La tarea fundamental como en educación será entonces situar a quienes estudian en el camino de la interrogación. No hacemos del cuestionamiento un juego o una mera ejercitación desinteresada sino que de lo que se trata es cuestionarse a sí mismo, de cuestionar la propia vida, nuestras decisiones, acciones, posiciones. El lugar que ocupa quien enseña es fundamental. Quien comparte los espacios de filosofía no está allí como quien transmite un saber sino como amante del saber. Su pasión, su deseo es el de ayudar a querer saber, a querer pensar, a querer aprender. Inspira en los otros esta vocación humana a la que nos referíamos anteriormente, la de la búsqueda, la de la curiosidad.

 

Uno de los elementos más relevantes de este proyecto es la posibilidad de reconocer valiosas modificaciones a partir de testimonios, comentarios espontáneos, propuestas de actividades, cuestionamientos auténticos de docentes, niñas, niños y adolescentes a partir de las vivencias dentro del aula.

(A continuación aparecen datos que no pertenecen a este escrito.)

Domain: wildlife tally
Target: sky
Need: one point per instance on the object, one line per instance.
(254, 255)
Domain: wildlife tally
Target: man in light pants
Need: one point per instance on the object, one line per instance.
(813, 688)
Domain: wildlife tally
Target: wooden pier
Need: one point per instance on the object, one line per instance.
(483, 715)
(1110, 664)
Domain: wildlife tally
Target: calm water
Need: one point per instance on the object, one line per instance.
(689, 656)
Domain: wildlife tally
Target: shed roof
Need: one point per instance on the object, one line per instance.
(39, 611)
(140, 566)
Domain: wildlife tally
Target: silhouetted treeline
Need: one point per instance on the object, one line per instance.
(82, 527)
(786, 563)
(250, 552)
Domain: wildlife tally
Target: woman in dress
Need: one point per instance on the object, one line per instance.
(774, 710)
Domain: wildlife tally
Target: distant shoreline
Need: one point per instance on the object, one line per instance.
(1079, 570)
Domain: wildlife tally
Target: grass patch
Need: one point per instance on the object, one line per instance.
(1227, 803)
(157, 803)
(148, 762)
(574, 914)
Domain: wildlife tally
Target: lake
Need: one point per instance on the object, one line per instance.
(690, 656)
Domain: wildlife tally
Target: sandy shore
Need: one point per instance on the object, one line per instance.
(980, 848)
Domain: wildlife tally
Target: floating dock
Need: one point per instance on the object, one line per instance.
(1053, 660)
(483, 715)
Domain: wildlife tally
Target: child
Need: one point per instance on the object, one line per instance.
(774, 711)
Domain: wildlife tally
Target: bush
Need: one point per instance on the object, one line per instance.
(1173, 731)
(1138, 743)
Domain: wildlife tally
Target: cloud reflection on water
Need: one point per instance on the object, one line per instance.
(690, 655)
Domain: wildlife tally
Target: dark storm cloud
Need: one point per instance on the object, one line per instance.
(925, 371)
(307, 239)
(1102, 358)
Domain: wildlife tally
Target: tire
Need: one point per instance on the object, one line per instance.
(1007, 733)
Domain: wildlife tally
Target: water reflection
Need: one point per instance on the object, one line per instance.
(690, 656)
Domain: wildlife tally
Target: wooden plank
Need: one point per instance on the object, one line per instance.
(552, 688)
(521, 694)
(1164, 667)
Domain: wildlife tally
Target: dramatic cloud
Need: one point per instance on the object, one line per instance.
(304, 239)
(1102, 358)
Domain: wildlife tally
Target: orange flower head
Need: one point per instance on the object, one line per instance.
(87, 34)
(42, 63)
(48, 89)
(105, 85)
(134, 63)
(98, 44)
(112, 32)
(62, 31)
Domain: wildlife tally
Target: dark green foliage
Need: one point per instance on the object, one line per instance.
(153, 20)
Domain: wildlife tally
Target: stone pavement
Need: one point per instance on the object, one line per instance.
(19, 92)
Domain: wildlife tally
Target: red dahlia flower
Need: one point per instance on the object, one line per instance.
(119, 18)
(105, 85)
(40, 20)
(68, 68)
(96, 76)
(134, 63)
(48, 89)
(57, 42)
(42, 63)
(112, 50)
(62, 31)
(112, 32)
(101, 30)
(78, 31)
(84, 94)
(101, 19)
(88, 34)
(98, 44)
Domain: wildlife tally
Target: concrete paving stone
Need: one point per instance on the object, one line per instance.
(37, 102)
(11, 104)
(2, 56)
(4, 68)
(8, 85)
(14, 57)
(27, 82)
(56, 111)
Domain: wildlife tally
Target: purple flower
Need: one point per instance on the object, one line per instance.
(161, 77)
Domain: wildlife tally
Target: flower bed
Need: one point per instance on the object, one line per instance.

Las experiencias se convierten en material sobre el que seguir des-aprendiendo y aprendiendo la tarea de educar.

 

Es en este sentido en que la filosofía se vuelve una oportunidad para la escuela. Una oportunidad para hacer escuela en la escuela, para que el tiempo libre escolar sea real, que se garantice lo estrictamente escolar: el estudio como el ejercicio que abre a la vida y al mundo. Como nos recuerda Walter Kohan: “El tiempo libre escolar es un tiempo para encontrarse con el mundo tal como es, para comprometerse con algo que está más allá de las particularidades personales y, a partir de allí, recrear el mundo, iniciar un nuevo mundo, encontrar un nuevo comienzo para el mundo”(Kohan, 2015, 117).